Tony Indivino’s parents, like her own, had divorced. But Tony, fourteen, lived with his mother, who had not particularly wanted a Sleepless child, while his father, who had, acquired a red sports car and a young girlfriend who designed ergonomic chairs in Paris. Tony was
not allowed to tell anyone—relatives, schoolmates—that he was Sleepless. “They’ll think you’re a freak,” his mother said, eyes averted from her son’s face. The one time Tony disobeyed her and told a friend that he never slept, his mother beat him. Then she moved the family to a new neighborhood. He was nine years old.

Jeanine Carter, almost as long-legged and slim as Leisha, was training for the Olympics in ice skating. She practiced twelve hours a day, hours no Sleeper still in high school could ever have. So far the newspapers had not picked up the story. Jeanine was afraid that if they did, they would somehow not let her compete.

Jack Bellingham, like Leisha, would start college in September. Unlike Leisha, he had already started his career. The practice of law had to wait for law school; the practice of investing required only money. Jack didn’t have much, but his precise financial analyses parlayed $600 saved from summer jobs to $3,000 through stock-market investing, then to $10,000, and then he had enough to qualify for information-fund speculation. Jack was fifteen, not old enough to make legal investments; the transactions were all in the name of Kevin Baker, the oldest of the Sleepless, who lived in Austin. Jack told Leisha, “When I hit 84 percent profit over two consecutive quarters, the data analysts logged onto me. Just sniffing. Well, that’s their job, even when the overall amounts are actually small. It’s the patterns they care about. If they take the trouble to cross-reference data banks and come up with the fact that Kevin is a Sleepless, will they try to stop us from investing somehow?”

“That’s paranoid,” Leisha said.

“No, it’s not,” Jeanine said. “Leisha, you don’t
know
.”

“You mean because I’ve been protected by my father’s money and caring,” Leisha said. No one grimaced; all of them confronted ideas openly, without shadowy allusions. Without dreams.

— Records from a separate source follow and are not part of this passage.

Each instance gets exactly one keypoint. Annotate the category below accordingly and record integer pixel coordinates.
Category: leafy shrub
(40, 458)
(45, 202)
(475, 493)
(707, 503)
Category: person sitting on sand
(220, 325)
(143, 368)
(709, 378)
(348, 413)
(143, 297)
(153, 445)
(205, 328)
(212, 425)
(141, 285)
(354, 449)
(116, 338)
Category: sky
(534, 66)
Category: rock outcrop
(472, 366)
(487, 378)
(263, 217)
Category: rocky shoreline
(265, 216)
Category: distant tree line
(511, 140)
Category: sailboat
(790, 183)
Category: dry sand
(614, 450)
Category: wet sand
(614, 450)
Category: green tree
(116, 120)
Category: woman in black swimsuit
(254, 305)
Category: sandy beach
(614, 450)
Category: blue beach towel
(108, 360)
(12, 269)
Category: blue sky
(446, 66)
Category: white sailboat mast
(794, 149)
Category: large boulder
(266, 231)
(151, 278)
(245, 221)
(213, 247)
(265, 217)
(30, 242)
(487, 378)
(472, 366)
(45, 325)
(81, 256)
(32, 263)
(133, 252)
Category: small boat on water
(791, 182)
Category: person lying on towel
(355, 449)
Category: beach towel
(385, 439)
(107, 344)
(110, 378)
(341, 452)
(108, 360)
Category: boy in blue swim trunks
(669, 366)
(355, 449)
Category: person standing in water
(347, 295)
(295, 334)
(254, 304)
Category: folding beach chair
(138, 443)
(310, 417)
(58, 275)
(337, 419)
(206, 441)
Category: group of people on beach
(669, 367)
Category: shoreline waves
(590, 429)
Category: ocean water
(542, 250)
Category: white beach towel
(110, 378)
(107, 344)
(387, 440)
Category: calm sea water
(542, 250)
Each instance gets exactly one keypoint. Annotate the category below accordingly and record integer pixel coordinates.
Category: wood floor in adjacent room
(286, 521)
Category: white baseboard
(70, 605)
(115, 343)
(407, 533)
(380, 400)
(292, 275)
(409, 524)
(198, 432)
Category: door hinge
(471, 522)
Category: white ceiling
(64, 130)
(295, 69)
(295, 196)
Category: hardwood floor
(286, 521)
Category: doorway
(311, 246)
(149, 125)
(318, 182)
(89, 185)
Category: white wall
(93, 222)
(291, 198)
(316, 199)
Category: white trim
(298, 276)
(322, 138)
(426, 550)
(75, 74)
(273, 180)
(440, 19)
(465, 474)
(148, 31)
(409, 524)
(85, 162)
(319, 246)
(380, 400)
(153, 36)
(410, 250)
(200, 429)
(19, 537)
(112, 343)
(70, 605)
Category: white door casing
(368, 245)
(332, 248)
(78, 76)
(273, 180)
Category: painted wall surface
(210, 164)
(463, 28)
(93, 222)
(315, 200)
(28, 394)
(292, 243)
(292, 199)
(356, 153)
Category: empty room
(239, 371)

“Yes,” Jeanine said. “Your father sounds terrific. And he raised you to think that achievement should not be fettered—Jesus Christ, he’s a Yagaiist. Well, good. We’re glad for you.” She said it without sarcasm. Leisha nodded. “But the world isn’t always like that. They hate us.”

“That’s too strong,” Carol said. “Not hate.”

“Well, maybe,” Jeanine said. “But they’re different from us. We’re better, and they naturally resent that.”

“I don’t see what’s natural about it,” Tony said. “Why shouldn’t it be just as natural to admire what’s better? We do. Does any one of us resent Kenzo Yagai for his genius? Or Nelson Wade, the physicist? Or Catherine Raduski?”

“We don’t resent them because we
are
better,” Richard said.
“Q.E.D.”

“What we should do is have our own society,” Tony said. “Why should we allow their regulations to restrict our natural, honest achievements? Why should Jeanine be barred from skating against them and Jack from investing on their same terms just because we’re Sleepless? Some of them are brighter than others of them. Some have greater persistence. Well, we have greater concentration, more biochemical stability, and more time. All men are not created equal.”

“Be fair, Jack—no one has been barred from anything yet,” Jeanine said.

“But we will be.”

“Wait,”
Leisha said. She was deeply troubled by the conversation. “I mean, yes, in many ways we’re better. But you quoted out of context, Tony. The Declaration of Independence doesn’t say all men are created equal in ability. It’s talking about rights and power; it means that all are created equal
under the law
. We have no more right to a separate society or to being free of society’s restrictions than anyone else does. There’s no other way to freely trade one’s efforts, unless the same contractual rules apply to all.”